© Reuters/Lucas JacksonPeople stand behind sandbags ahead of the arrival of Hurricane Irene in Amagansett, NY August 27, 2011.
Hurricane Irene charged up the East Coast Saturday toward New York, shutting down the city, and millions of Americans hunkered down as the giant storm halted transport and caused massive power blackouts.
"The storm is coming," New York Mayor Michael Bloomberg told the more than 8 million people who live in the United States' most populous city that includes Wall Street, one of the world's major financial centers.
From the Carolinas to Maine, tens of millions of people were in the path of the 580 mile-wide storm that howled ashore in North Carolina at daybreak Saturday, dumping torrential rain, felling trees and knocking out power.
At least seven deaths were reported in North Carolina, Virginia and Florida. Several million people were under evacuation orders on the U.S. East Coast.
The Chesapeake Bay Bridge-Tunnel, which connects Virginia's Eastern Shore with the mainland and is regarded as a modern engineering wonder, was closed because of the winds and rain.

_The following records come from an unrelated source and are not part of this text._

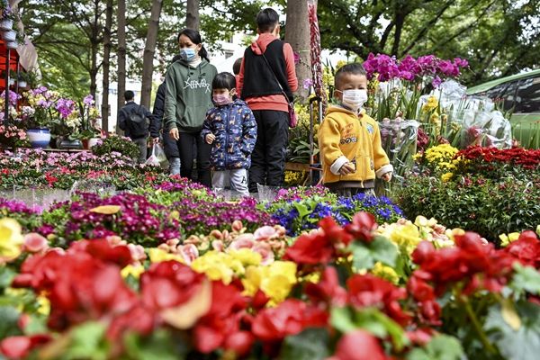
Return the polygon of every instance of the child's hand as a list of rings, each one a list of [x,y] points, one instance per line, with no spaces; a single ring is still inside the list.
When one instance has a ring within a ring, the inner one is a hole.
[[[381,178],[385,182],[389,182],[390,180],[392,180],[392,171],[384,174],[382,176],[381,176]]]
[[[214,134],[208,134],[205,140],[207,144],[212,144],[216,140],[216,136]]]
[[[345,164],[343,164],[343,166],[341,166],[341,168],[339,169],[339,174],[340,175],[348,175],[348,174],[353,174],[355,171],[356,171],[355,164],[345,163]]]
[[[176,140],[178,140],[178,139],[180,139],[180,135],[178,133],[178,129],[176,129],[176,128],[172,128],[169,130],[169,135],[171,136],[171,138],[173,138]]]

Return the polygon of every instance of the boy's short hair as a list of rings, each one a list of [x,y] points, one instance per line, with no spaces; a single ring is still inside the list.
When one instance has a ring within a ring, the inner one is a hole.
[[[340,89],[341,86],[341,77],[345,74],[355,74],[355,75],[364,75],[366,76],[365,69],[362,66],[362,64],[354,62],[352,64],[346,64],[343,67],[339,68],[334,76],[334,88]]]
[[[126,99],[126,101],[133,100],[134,98],[135,93],[133,93],[131,90],[128,90],[124,93],[124,99]]]
[[[275,10],[267,7],[256,14],[256,21],[260,32],[270,32],[279,23],[279,15]]]
[[[240,73],[240,68],[242,67],[242,58],[238,58],[236,59],[234,64],[232,64],[232,72],[234,75],[238,75]]]
[[[234,89],[236,87],[236,77],[234,75],[223,72],[216,75],[212,82],[212,89]]]

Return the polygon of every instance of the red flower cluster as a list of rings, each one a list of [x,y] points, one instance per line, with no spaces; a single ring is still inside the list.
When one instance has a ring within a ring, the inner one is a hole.
[[[284,258],[298,265],[328,264],[344,255],[345,248],[353,239],[373,241],[377,222],[372,214],[359,212],[345,228],[338,225],[331,217],[321,220],[319,226],[318,232],[300,236],[287,248]]]
[[[351,305],[356,308],[378,308],[400,325],[406,325],[410,320],[410,315],[403,312],[399,302],[407,298],[405,289],[371,274],[354,274],[346,281],[346,286]]]
[[[535,169],[540,165],[540,149],[512,148],[500,149],[494,147],[472,146],[460,150],[455,158],[483,160],[487,163],[500,162],[519,165],[525,168]]]

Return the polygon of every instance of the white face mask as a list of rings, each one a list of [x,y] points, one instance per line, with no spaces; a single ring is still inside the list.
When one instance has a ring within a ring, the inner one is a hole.
[[[367,101],[367,90],[365,89],[344,90],[341,93],[343,93],[343,104],[353,110],[360,109]]]

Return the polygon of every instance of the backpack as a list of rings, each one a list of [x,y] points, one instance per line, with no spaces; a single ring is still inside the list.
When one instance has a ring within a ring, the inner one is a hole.
[[[124,111],[127,116],[126,127],[131,139],[143,138],[148,133],[148,125],[146,122],[146,109],[142,105],[131,110],[130,113]]]

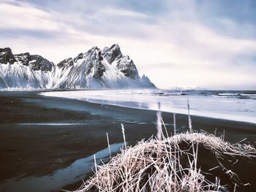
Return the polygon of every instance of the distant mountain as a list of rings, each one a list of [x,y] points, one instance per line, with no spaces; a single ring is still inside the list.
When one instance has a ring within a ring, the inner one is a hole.
[[[94,47],[57,64],[29,53],[0,48],[0,88],[154,88],[118,45]]]

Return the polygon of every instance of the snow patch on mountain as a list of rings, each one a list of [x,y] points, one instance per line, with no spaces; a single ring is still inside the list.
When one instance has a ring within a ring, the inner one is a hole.
[[[94,47],[85,53],[55,65],[29,53],[13,55],[0,49],[0,88],[155,88],[138,75],[129,55],[118,45]]]

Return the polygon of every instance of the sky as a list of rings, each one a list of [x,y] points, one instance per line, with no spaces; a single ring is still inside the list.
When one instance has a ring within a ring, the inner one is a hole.
[[[160,88],[256,90],[256,1],[0,0],[0,47],[57,64],[117,43]]]

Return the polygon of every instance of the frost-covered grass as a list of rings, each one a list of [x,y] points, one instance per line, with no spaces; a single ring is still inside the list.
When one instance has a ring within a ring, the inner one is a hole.
[[[223,164],[233,157],[255,158],[256,151],[249,145],[231,145],[192,131],[162,140],[151,138],[124,148],[106,164],[96,165],[94,175],[76,192],[226,191],[219,175],[228,177],[229,190],[235,191],[244,184]],[[205,164],[205,158],[214,163]]]

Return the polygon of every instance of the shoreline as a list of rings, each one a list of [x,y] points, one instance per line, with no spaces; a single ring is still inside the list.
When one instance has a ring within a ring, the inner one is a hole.
[[[110,144],[122,142],[120,123],[132,145],[155,134],[156,112],[90,103],[70,99],[42,96],[38,92],[0,92],[1,182],[18,176],[40,177],[89,156]],[[168,132],[172,113],[162,112]],[[192,115],[193,128],[203,129],[233,143],[247,138],[256,145],[255,125],[249,123]],[[17,123],[60,123],[52,126]],[[61,126],[61,123],[82,123]],[[176,114],[178,132],[187,130],[187,115]],[[33,143],[33,145],[31,145]],[[72,185],[72,183],[70,183]],[[75,184],[74,184],[75,185]],[[76,189],[75,186],[73,190]]]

This year has been one of the most extreme for weather in U.S. history, with $35 billion in losses so far from floods, tornadoes and heat waves. President Barack Obama was keeping a close eye on preparations for the hurricane.
New York City's normally bustling streets turned eerily quiet after authorities ordered unprecedented major evacuations and shut down its airports and subways.